The point is not what we hear, as Jesus said, or what we “decode,” as cognitive theorists currently say, but of “understanding.”  You can read Animal Farm in sixth grade or Romeo and Juliet in eighth grade, but what do you get out of them? Perhaps a good story and certainly “exposure” to a canonical text, but what about “understanding”?  In many cases you get a lifetime of alienation from allegory and Shakespeare, because the reading was so distant from the understanding.

Many adolescents hate reading, not because they are addicted to visual and social media, but because their understanding of assigned texts is so cloudy. They would give up on video games as well, if their computer monitor lost its resolution or if the enjoyment of the game relied on an extensive background in the canonical games of yore. They can be seduced by reading that addresses developmentally appropriate issues and that challenges their thinking at their own level.

Why do we now have a version of Huckleberry Finn that purges the “N-word?” Because we treat reading as though it were hearing. I am offended by those who use that word in my hearing, and I would demand that they restrain themselves, regardless of their cultural background. But in a book the “N-word” is a portrayal, not an actual event. It is fiction, where characters may display their ignorance with impunity.  If we are offended, we consider the source and learn more about people we might not otherwise associate with.  The same rule should apply to other offensive literary texts, the portrayal of the Jew in Merchant of Venice, the portrayal of the clergy in The Scarlet Letter. We can read without sanctioning the behavior of literary characters or being corrupted by it.

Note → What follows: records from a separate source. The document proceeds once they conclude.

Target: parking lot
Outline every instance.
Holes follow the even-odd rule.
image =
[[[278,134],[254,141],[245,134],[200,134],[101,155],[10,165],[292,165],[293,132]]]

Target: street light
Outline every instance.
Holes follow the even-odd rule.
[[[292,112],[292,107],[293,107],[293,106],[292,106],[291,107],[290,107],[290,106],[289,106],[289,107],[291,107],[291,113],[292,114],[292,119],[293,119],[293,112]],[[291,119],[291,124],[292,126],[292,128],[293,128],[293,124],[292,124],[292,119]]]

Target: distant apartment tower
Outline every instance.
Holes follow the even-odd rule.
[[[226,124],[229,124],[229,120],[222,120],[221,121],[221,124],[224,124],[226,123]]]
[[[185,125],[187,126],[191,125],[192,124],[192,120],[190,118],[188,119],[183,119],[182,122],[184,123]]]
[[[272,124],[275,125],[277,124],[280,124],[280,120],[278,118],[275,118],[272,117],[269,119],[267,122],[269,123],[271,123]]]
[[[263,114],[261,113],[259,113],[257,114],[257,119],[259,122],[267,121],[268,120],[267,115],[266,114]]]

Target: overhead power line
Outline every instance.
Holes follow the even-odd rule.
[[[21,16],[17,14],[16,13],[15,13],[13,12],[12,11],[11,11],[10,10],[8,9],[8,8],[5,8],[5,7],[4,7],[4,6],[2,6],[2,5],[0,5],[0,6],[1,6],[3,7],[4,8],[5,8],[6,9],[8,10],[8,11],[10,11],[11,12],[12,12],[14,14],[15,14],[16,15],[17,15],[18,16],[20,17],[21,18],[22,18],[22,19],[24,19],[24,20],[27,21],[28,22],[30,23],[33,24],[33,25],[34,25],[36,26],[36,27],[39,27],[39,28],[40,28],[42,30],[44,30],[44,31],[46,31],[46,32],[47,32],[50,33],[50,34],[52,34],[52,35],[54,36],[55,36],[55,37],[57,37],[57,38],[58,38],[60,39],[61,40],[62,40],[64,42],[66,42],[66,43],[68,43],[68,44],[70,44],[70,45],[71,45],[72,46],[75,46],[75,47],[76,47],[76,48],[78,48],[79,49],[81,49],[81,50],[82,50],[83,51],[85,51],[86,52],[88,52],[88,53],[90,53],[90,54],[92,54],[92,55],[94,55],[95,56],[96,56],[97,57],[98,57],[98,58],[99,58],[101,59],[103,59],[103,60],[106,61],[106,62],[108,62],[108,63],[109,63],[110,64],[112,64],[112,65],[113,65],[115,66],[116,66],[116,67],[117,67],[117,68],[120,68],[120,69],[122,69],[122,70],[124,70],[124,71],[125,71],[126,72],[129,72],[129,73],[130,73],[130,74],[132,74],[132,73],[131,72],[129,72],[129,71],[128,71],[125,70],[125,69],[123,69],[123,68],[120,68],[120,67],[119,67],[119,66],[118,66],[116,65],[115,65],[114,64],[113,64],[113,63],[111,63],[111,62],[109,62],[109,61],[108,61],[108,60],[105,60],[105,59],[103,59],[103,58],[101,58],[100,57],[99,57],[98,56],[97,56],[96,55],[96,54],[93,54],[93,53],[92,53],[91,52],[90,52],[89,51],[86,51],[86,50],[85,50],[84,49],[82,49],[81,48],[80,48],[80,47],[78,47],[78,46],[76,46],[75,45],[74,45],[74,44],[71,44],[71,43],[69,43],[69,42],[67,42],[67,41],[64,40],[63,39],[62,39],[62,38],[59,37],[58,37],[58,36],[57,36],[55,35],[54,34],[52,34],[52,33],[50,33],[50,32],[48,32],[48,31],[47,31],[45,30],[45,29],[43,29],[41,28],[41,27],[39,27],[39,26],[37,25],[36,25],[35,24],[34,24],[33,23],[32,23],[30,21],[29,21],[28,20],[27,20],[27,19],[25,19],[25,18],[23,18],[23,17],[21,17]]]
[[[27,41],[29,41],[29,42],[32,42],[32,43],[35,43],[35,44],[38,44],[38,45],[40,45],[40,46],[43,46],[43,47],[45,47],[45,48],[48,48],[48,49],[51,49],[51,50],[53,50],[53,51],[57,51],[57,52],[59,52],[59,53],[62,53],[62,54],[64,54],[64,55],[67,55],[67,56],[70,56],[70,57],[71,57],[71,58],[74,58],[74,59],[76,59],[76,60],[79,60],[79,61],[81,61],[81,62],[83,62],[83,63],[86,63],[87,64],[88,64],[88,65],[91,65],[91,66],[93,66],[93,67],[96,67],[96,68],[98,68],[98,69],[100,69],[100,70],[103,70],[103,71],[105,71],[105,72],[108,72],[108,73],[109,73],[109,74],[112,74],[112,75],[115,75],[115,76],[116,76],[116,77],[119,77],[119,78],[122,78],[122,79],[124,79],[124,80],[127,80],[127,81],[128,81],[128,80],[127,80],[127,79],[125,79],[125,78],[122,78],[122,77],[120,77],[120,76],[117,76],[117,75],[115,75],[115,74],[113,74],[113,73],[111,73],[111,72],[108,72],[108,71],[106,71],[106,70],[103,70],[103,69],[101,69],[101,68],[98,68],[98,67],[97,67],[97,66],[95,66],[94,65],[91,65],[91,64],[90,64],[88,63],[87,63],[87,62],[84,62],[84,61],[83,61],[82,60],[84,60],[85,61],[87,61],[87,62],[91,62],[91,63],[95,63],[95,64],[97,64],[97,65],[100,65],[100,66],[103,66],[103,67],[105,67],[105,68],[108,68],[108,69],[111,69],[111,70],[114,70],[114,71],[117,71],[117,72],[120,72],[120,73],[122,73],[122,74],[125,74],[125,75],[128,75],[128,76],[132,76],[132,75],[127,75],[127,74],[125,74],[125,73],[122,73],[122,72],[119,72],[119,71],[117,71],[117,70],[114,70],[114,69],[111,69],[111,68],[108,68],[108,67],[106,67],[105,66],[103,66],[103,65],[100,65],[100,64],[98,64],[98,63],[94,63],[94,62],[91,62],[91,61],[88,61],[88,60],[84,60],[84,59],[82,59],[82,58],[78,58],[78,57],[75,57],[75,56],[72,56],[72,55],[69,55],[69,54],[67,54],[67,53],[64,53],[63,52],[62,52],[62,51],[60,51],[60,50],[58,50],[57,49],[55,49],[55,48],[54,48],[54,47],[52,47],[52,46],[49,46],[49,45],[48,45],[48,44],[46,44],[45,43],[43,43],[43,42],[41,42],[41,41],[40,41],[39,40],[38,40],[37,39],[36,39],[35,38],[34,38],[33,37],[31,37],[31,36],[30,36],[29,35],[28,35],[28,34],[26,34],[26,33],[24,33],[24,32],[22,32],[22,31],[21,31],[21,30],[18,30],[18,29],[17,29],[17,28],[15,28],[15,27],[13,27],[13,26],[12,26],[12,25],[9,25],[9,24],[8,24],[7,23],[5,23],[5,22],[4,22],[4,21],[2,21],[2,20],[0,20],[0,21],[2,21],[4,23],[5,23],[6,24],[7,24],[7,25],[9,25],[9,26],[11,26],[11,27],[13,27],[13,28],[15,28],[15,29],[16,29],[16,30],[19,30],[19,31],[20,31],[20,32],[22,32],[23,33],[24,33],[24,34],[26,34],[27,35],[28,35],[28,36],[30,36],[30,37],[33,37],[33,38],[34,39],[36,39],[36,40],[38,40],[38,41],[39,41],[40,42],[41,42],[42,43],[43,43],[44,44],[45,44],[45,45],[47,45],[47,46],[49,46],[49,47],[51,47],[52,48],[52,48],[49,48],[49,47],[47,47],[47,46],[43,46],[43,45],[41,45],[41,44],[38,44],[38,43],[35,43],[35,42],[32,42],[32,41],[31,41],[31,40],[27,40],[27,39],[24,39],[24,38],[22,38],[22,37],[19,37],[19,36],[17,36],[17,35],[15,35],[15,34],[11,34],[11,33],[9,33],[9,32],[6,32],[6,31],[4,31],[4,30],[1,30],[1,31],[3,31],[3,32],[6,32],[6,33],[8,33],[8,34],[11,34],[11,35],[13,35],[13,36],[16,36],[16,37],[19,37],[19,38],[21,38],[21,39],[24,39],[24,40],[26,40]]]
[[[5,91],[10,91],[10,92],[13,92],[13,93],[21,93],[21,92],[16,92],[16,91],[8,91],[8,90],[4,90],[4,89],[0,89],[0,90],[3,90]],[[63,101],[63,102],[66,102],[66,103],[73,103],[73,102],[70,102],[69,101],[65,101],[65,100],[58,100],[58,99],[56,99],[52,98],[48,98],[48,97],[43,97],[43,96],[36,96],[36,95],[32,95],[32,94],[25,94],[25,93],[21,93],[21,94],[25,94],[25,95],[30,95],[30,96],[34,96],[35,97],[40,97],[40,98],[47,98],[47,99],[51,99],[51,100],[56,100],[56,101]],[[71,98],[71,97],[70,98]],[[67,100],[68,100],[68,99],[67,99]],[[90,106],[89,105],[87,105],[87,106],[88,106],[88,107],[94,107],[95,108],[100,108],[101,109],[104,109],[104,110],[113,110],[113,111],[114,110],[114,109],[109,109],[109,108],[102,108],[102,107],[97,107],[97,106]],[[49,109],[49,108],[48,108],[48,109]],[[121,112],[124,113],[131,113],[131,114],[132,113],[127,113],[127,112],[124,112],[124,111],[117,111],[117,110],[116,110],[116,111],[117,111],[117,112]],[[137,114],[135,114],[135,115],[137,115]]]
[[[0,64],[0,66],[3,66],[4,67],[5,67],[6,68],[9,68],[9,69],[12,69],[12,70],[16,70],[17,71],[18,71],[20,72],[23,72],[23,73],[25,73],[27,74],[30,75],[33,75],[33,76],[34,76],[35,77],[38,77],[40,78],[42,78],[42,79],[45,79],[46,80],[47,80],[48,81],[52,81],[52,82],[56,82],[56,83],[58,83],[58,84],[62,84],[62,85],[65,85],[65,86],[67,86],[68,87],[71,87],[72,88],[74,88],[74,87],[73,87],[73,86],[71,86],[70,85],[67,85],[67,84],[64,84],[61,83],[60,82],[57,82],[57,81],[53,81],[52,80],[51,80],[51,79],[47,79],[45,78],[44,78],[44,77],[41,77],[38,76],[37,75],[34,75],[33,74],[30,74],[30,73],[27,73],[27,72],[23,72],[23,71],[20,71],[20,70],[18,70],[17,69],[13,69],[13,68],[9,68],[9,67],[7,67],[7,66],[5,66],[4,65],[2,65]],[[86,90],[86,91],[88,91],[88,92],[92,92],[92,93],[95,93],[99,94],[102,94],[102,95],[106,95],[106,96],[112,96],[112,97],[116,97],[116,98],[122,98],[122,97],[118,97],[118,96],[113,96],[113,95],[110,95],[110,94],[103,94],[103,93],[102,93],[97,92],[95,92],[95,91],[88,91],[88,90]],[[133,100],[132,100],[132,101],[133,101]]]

The problem often arises from adult texts being forced on the young. Maybe Huckleberry Finn shouldn’t be assigned in ninth grade.  Maybe Lord of the Flies should not be required reading in middle school. In our relentless pursuit of rigor, we assume that more difficult reading is also appropriate reading for adolescents and pre-adolescents.  Even a young adult text like The Giver can be assigned prematurely, because adults love the notion of collective memory, but young children may not.  Yes, they can read it. But understand it?

As the “Parable of the Sower” teaches us, not all seed takes root and grows to full stature.  So it will be with the scattered seed of the “rigorous” curriculum and the treasured fruit of “college readiness.”